Mit zehn Ostmark sind wir über den Abend gekommen. Das waren also zehn Bier (vier Mark), vier kleine Schnäpse (vier Mark) und für eins achzig ne Knacker mit Kartoffelsalat. Mit Trinkgeld n Zehner. Da konnte man nicht meckern. Und war satt und meistens auch blau. Teilweise spielten wir Lügen-Max um Verkehrsampeln. Also um drei Schnäpse rot, gelb und grün. Das waren ein Kiwi genannter Kirschwhisky, ein Apfelkorn in der Mitte und hinterher dann noch ein mintgrüner Pfeffi. Da wird mir heute noch ganz schlecht.

Der Deckel, auch eine Kneipe vom damaligen Bermuda-Dreieck. Das „Zentral“ (oder Central?), das Café „Corso“ und der Deckel. Wenn man es geschickt anstellte, konnte man so den ganzen Tag und fast die ganze Nacht in einer der drei Trinkhallen verleben. Aber das hat bei den Trink-Mengen damals eh keiner durchgehalten. Außer Schorschi. Der ist manches Mal vom Deckel ins Zentral, von da ins Corso, und wieder zurück in den Deckel.

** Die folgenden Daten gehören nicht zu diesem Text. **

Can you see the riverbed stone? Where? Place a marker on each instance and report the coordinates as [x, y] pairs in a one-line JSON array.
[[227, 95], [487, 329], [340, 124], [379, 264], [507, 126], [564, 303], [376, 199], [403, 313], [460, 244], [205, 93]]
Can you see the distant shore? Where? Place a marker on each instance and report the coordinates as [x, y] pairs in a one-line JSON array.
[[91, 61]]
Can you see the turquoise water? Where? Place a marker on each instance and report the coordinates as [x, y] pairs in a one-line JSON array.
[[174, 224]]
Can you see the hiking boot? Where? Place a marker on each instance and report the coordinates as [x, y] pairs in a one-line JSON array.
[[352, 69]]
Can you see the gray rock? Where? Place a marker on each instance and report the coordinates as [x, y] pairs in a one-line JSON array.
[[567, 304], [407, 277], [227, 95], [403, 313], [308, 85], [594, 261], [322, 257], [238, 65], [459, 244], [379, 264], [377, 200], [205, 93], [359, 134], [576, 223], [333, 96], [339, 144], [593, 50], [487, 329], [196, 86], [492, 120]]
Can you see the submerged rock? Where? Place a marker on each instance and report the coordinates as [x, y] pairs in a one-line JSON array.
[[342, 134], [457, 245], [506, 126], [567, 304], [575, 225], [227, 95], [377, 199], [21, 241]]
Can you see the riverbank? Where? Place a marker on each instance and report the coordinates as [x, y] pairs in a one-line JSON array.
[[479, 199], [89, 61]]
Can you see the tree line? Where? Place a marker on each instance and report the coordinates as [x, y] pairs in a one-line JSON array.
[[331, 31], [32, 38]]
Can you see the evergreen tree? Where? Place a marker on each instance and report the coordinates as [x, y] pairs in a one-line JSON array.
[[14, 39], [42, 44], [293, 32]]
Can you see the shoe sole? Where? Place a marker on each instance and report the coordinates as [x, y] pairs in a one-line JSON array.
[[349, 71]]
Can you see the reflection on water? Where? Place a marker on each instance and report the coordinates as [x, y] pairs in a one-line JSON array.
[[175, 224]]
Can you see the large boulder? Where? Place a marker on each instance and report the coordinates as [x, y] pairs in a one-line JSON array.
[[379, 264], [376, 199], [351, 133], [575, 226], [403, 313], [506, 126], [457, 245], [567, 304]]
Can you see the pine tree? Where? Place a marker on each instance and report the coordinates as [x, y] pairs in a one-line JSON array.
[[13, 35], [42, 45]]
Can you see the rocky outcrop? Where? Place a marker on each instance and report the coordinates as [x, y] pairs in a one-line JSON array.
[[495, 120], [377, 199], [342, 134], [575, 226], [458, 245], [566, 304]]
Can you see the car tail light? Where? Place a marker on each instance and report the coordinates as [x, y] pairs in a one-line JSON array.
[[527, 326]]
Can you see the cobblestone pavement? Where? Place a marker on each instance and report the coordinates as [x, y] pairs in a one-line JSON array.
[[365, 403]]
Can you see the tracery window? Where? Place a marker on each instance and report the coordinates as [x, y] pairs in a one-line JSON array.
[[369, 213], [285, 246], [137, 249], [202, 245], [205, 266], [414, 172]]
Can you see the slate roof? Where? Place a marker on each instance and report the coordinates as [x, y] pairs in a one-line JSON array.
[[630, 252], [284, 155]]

Der Deckel war zum Wohnzimmer geworden, zur Heimat mit Ausschank. Für viele so sehr, dass sich schon lange vor den 1989 eine Bürgerintitiative bildete. Zur Rettung des Deckels. Denn auch in den 80ern sollte schon einmal die Abrissbirne anrücken. Eine Wirtsfamilie mit Leib und Seele und die Stammgäste haben es damals verhindert. Den Abriss nach der Wende konnte keine BI verhindern. Wenn eine Versicherungsgesellschaft einen Neubau plant, dann wird eben neu gebaut. Und das Alte abgerissen. Aber wieder retteten Stammgäste das Weiterleben vom Deckel.

Rolf Valerius war schon länger tot und Bringfriede hatte den Laden allein mit Unterstützung in der Küche weiter gschmissen. Doch ein Neuanfang nach dem Abriss kam für sie nicht in Frage. Thomas Lies und Frau, Gäste und Köche bei Bringfriede, übernahmen den Deckel dann im Neubau und führten die Wohnzimmer-Mit-Auschank-Tradition weiter. Doch nur noch bis zum 30. Juni 2010. Dann soll Schluss sein. „Vielleicht schon ein, zwei Wochen früher“, sagt die Wirtin. Es sei denn, es findet sich ein Nachfolger. Es muss sich ein Nachfolger finden. Der Deckel kann doch nicht einfach zuklappen. So lange wir noch alle leben.